If networks expect us to tune in, they need to stop reacting and start reporting. Because right now, AI isn’t replacing journalists; journalists replaced themselves by abandoning the work. AI is just filling the vacuum they left—for me anyway.
[This post was drafted with assistance from Claude Sonnet 4.5, ChatGPT-5.1, and Gemini 3 Pro.]
Gemini 3 Pro
Prompt: I saw a clip from Stephanie Ruhle’s show where she and the panel were discussing a recent interview of Mike Johnson and his wife comparing male brain to waffles and women’s brains to spaghetti. Mind-blowing the stupid non-science that comes out of these people’s mouths.
While kids LOVE spaghetti, noodles are often used as a metaphor for lack of organization and messiness (tangle). Very skewed analogy, which I don’t think any woman with half a brain would accept. It’s bunk anyway. Prove it to me using brain scans. Bet you can’t!
ChatGPT-5.1
Prompt: They should have used AI. You recognized it right away!
Prompt: The shared outrage helps no one, and it’s very narcissistic of media personalities to think anyone would tune in to see people who should be either informing or entertaining viewers just air grievances.
Claude Sonnet 4.5
Prompt:
A competent segment would have […] connected it to policy implications when the Speaker of the House endorses pseudoscience about gender.
Yes. The profound lack of intellectual honesty, uncritical parroting, and the discriminatory philosophy about human biology are disqualifying for a person who makes decisions that affect all Americans!

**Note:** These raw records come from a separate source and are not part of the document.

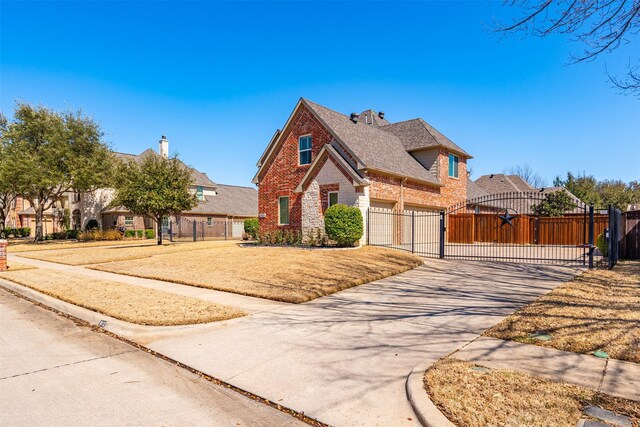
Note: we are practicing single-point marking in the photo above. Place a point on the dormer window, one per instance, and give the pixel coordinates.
(453, 165)
(304, 150)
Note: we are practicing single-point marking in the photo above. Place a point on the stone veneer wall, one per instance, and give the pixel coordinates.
(313, 204)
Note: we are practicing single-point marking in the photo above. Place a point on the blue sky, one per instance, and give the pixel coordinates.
(218, 78)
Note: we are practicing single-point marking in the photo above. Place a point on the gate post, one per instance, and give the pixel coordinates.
(442, 230)
(591, 240)
(413, 234)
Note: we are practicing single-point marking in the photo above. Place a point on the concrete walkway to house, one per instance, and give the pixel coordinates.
(247, 303)
(344, 359)
(614, 377)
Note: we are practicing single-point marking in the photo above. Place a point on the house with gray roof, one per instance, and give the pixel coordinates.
(321, 157)
(219, 213)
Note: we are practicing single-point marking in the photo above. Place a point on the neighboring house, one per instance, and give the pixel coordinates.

Prompt: Did you notice Gem 3 Pro meeting the propagandists halfway and discussing Ingalhalikar et al.? That was so mature, and exactly what the 11th Hour producers should have done: bringing on neuroscientists to point out that propagandists just ran with the title of that paper (”Sex differences in the structural connectome of the human brain”) without even reading through the abstract, which exposes a lot of flaws with the methodology, presents a generalization that is easily falsifiable, but still does not justify the waffle/spaghetti analogy). Here’s part of that abstract, which I looked up, because I’m a curious human:
In this work, we modeled the structural connectome using diffusion tensor imaging in a sample of 949 youths (aged 8-22 y, 428 males and 521 females) and discovered unique sex differences in brain connectivity during the course of development. Connection-wise statistical analysis, as well as analysis of regional and global network measures, presented a comprehensive description of network characteristics. In all supratentorial regions, males had greater within-hemispheric connectivity, as well as enhanced modularity and transitivity, whereas between-hemispheric connectivity and cross-module participation predominated in females. However, this effect was reversed in the cerebellar connections. Analysis of these changes developmentally demonstrated differences in trajectory between males and females mainly in adolescence and in adulthood. Overall, the results suggest that male brains are structured to facilitate connectivity between perception and coordinated action, whereas female brains are designed to facilitate communication between analytical and intuitive processing modes.